As these micro-level factors rule the ultimate macro-level activity of the clusters, appreciating the cluster dynamics at the atomic scale is vital. Latest exploration in the area of such metal clusters has enabled the classification of these clumps as compounds of defined chemical compositions.
One such fascinating metal cluster with luminescence and catalytic properties is the thiolate-protected gold-silver alloy cluster. These metal clusters are formed when thiolate-protected individual silver and gold clusters are placed together in a solution. The individual pure clusters experience metal exchange, similar to a chemical "barter": a gold for a silver atom.
While the cluster-metal complex reaction (CMCR) technique is extensively used, the real dynamics of it and the energy incentive managing such processes are not comprehended. This became the seed of interest for Prof. Negishi's team, as they state, "the dynamic behavior of these clusters in solution must be taken into consideration to understand the origins of the catalytic activity and luminescence properties of gold-silver alloys clusters in addition to the geometric structure."
To understand the metal exchange behavior between the pure clusters after synthesis, the researchers came up with an experiment based on reverse-phase chromatography. They identified this arrangement because it distinguishes molecules based on electronic features, that is, whether the molecule is polar (with a concurrent positive and negative center) or non-polar (without charge separation).

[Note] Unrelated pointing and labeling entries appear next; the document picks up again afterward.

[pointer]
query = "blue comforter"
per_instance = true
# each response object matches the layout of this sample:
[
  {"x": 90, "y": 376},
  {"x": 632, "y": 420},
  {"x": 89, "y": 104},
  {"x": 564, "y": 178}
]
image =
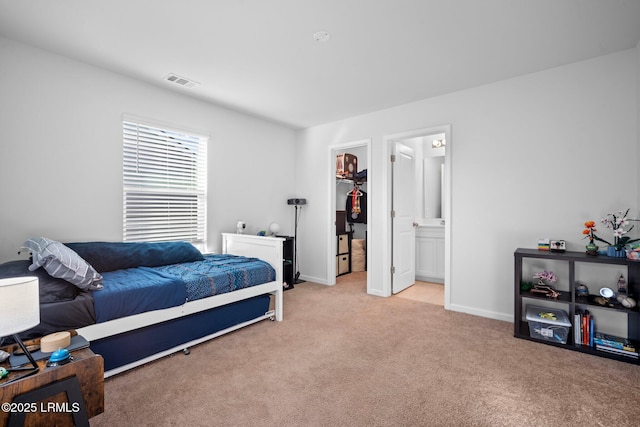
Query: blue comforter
[{"x": 136, "y": 290}]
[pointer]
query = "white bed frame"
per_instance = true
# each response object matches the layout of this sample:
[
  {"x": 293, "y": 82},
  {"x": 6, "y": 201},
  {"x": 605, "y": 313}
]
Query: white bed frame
[{"x": 266, "y": 248}]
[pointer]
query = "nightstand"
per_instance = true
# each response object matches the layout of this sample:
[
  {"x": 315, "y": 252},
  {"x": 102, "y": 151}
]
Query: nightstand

Using this arrangement proved beneficial as the team stated that, in fact, the individual structural isomers (different geometrical and spatial distribution for a particular cluster) alter in solution even though the mass of the cluster stays unaffected. This showed that there was intra-cluster exchange of metal atoms, which altered the cluster’s electronic state even though the mass stayed unchanged. They also informed that after the synthesis, in the course of time, the concentration of various structural types of gold-silver alloys in the solution altered. This showed that there was also an inter-cluster metal exchange behind the scenes. Finally, the scientists also noticed that the inter-cluster metal exchange happens a lot more regularly after synthesis and in due course decelerates after standing for a long time. They assigned this to the variance in stability and energy among the diverse structures.

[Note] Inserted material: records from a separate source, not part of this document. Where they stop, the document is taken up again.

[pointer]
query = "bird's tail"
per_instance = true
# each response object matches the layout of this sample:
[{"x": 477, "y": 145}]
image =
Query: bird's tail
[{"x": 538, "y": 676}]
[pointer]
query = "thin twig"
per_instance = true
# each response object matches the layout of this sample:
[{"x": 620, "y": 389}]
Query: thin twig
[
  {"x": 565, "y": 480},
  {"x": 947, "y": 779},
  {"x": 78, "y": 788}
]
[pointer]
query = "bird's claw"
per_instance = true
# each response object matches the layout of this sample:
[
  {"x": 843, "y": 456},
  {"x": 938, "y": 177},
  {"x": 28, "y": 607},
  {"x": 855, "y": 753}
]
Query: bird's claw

The metastable geometries formed initially likely convert to thermodynamically stable geometries through inter-cluster (and intra-cluster) metal exchange in solution.
Yuichi Negishi, Professor, Department of Applied Chemistry, Tokyo University of Science
The researchers proved their claims about the observed dynamics of the cluster metal complex reaction (CMCR) by conducting a comparative study with the alternate synthesis process. Since traditional procedures (Co-Reduction of Metal Ions) create alloys under extreme conditions, only the thermodynamically and energetically fortunate structures see the light of day. Therefore, largely stable structures are formed, showing that metal exchange is comparatively suppressed. This stood in opposition to the clusters produced by the CMCR where signatures for several species are observed at first. As time goes by, similar to all things in nature, the unstable species attempt to reorder arrange themselves into stable ones. They achieve this through metal exchange.
To encapsulate, Prof. Negishi states, "These results demonstrate that gold-silver alloy clusters have different geometric structures (and distributions) immediately after synthesis, depending on the synthesis method. Thereby, their dynamic behavior in solution also depends on the synthesis method."
The research of clusters with variable core sizes and compositions is stimulating as it offers thrilling opportunities to harness novel chemical and physical properties. However, that is not all. It also offers an insight into their structure-property interactions, more or less like peeking into the "social life" of atoms.